SMTP Relay Authentication - Postfix
Author - Nic Maurel

Intro
The reason for this paper is that more and more people are employing a security feature on their mail servers called smtp authentication. Now I can totally understand why. SPAM. While I know smtp is clear text, and the password can be sniffed. But the principle goes, if Server A has authentication and Server B doesn't, script kiddies will go for Server B. It just raises the bar a little. Now it is quite simple and is only a few steps, and I am going to show you how to do it on a Linux Postfix server.

Howto
Bear in mind we are not setting up authentication for our mail server, we are only telling our mail server that the remote server for a specific domain requires authentication. So how do we do this for specific domains? Simple we create a file with the root user as follows:

vi /etc/postfix/sasl_passwd---------------------------------------- #Domain Username:Password mail.example.com mail01:rght#1 -----------------------------------------

save and exit. Fairly self explanatory, any mail going to mail.example.com will need the specified username and password.
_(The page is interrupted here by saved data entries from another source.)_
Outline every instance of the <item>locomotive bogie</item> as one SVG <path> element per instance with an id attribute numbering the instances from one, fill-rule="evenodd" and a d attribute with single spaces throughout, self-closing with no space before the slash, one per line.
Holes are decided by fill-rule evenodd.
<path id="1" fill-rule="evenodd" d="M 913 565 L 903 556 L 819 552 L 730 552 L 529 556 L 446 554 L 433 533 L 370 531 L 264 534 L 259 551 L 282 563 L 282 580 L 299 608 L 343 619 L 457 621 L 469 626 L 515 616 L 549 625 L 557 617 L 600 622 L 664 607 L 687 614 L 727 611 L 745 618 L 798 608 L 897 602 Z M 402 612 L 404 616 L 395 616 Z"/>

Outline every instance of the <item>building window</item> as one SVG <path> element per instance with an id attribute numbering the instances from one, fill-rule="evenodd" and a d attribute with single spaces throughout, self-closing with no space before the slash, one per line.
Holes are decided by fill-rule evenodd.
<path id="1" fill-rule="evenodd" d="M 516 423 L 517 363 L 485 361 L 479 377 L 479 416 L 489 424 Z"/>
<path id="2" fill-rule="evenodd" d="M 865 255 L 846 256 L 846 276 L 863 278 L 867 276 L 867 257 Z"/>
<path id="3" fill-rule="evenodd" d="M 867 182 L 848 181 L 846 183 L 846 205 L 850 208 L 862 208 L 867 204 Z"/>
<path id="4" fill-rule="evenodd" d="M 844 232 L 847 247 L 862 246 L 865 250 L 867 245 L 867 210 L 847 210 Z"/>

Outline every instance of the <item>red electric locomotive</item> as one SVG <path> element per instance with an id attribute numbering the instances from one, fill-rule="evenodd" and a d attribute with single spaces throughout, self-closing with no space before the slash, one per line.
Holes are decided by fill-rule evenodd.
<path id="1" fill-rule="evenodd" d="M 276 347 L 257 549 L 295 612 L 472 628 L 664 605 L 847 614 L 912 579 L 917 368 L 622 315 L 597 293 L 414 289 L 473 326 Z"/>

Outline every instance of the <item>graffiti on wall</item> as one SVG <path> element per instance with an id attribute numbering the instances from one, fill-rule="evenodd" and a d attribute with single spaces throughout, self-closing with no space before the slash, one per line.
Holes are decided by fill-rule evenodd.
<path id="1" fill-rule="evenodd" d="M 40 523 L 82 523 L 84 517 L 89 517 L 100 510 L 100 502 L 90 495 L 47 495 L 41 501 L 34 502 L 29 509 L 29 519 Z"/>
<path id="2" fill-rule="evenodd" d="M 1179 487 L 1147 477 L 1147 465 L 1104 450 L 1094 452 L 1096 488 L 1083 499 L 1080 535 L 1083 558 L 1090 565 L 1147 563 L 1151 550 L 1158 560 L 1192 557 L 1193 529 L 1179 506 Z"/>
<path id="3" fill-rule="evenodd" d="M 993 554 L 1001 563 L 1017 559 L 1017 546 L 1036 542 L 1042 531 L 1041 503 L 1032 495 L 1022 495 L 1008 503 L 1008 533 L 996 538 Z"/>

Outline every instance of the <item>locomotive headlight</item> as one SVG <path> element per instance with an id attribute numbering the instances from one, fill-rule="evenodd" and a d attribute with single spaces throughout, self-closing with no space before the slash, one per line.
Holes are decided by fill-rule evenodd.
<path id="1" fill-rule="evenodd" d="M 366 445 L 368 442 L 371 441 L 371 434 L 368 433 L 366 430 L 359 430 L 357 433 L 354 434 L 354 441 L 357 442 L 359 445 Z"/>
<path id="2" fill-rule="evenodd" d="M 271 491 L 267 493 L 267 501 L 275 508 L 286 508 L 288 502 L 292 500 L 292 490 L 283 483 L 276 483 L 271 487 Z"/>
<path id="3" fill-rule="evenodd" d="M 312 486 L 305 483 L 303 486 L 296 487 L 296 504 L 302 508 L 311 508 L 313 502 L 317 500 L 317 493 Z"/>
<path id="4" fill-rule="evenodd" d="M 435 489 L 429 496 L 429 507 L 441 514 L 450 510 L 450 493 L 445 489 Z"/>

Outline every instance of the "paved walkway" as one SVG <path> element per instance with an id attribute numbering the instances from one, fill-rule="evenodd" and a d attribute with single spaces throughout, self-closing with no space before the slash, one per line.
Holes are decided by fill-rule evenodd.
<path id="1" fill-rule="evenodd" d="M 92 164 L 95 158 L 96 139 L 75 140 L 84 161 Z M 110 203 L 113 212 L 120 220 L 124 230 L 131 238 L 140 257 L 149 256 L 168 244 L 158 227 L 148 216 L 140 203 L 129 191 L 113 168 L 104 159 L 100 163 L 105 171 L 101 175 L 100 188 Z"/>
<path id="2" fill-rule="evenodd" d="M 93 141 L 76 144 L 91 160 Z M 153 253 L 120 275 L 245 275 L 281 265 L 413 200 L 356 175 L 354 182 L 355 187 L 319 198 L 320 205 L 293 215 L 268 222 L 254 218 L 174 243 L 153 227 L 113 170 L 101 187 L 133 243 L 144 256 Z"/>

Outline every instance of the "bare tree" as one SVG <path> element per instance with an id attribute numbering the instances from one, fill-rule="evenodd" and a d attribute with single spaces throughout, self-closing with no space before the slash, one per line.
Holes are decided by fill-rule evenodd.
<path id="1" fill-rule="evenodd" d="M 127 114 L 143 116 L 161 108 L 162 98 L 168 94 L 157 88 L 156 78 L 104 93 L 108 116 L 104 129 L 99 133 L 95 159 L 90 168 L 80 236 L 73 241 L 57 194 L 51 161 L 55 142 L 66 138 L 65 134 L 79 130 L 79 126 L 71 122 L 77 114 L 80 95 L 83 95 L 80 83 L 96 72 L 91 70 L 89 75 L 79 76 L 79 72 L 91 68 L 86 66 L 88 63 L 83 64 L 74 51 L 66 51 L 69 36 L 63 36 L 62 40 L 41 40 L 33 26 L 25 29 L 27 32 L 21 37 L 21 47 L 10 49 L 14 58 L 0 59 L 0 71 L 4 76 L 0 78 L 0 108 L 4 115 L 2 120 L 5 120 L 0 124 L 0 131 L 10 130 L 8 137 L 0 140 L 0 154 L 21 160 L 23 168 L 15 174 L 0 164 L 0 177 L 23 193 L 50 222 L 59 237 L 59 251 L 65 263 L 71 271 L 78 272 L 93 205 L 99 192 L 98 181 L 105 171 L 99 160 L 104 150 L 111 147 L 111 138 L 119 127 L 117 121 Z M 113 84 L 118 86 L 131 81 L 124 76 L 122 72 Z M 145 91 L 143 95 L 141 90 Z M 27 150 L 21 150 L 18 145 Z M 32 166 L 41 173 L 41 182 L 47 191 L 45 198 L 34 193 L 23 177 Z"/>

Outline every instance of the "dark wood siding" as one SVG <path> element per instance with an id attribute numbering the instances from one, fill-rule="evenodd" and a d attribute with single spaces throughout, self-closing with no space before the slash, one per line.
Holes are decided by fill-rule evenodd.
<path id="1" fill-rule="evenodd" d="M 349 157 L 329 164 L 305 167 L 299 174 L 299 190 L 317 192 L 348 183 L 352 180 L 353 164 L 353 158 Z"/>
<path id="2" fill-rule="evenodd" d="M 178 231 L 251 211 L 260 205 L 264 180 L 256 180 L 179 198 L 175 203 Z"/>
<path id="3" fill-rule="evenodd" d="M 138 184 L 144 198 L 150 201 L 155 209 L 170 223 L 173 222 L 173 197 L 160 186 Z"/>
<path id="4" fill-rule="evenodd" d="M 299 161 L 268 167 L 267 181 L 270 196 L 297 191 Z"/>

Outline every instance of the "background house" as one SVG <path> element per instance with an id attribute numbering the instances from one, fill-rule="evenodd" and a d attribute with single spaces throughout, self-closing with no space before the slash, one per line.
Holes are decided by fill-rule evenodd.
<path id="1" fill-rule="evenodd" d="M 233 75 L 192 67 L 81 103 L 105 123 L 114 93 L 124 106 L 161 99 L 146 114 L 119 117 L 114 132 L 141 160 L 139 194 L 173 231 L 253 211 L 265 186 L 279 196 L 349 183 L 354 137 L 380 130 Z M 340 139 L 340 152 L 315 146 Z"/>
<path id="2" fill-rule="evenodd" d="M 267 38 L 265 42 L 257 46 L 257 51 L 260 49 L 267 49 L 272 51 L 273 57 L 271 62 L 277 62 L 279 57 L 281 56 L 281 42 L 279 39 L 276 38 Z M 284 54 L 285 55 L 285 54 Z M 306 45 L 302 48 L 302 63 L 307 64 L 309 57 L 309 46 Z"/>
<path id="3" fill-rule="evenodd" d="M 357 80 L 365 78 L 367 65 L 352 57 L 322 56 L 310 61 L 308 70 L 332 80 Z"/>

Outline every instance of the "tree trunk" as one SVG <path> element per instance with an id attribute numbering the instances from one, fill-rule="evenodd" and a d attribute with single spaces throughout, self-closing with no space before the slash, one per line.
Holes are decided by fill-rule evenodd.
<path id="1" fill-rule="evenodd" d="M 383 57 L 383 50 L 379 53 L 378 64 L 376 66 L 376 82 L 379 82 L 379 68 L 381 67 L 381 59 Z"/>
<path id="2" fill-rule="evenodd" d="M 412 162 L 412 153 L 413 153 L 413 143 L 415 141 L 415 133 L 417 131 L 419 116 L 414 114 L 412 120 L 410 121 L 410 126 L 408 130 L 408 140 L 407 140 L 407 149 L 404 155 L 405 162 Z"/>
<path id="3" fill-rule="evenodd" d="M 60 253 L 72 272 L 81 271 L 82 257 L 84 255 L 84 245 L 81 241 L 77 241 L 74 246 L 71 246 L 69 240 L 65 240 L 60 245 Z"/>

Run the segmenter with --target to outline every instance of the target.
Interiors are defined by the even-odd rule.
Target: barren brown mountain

chmod -Rf 600 /etc/postfix/sasl_passwd chown -Rf root:root /etc/postfix/sasl_passwd

Ahh! But now you ask how will postfix read the file if it is only uses the postfix user. The answer is postfix does not only use the postfix user, it starts up as root to read configuration files, and then changes to the postfix user. Nifty to know.

/usr/sbin/postmap /etc/postfix/sasl_passwd

This will create a sasl_passwd.db file with the same permissions
Take note: every time you make changes to this file you will need to postmap it again, and reload postfix to reread the db file. Lastly edit you main.cf

vi /etc/postfix/main.cf --Add these three lines: --------------------------------------------------- smtp_sasl_auth_enable = yes smtp_sasl_password_maps = hash:/etc/postfix/sasl_passwd smtp_sasl_security_options = ----------------------------------------------------

Save and exit.

The first line just enables the authentication.
The second line just points to the password file.
The third line is for additional security options but since we are doing a basic setup we do not require additional settings.

Do a "/etc/init.d/postfix reload". This will reread the new changes and Voila! You will be able to send to that specific server or domain with authentication.

Take note: If you need to relay through a server that requires authentication then you need to add this additional line in your /etc/postfix/main.cf.

--------------------------------------------------------- relayhost = mail.example.com ---------------------------------------------------------

This will send all your mail through mail.example.com

Conclusion
SMTP Authentication, can be a useful security mechanism, but do not think it is fool proof. As I have mentioned smtp is a clear text protocol, which allows the username and password to be viewed. Consider this just an additional step to ensure that you are sending to the correct server or servers.
I hope you have found this useful, and always remember you won't learn things unless you try them.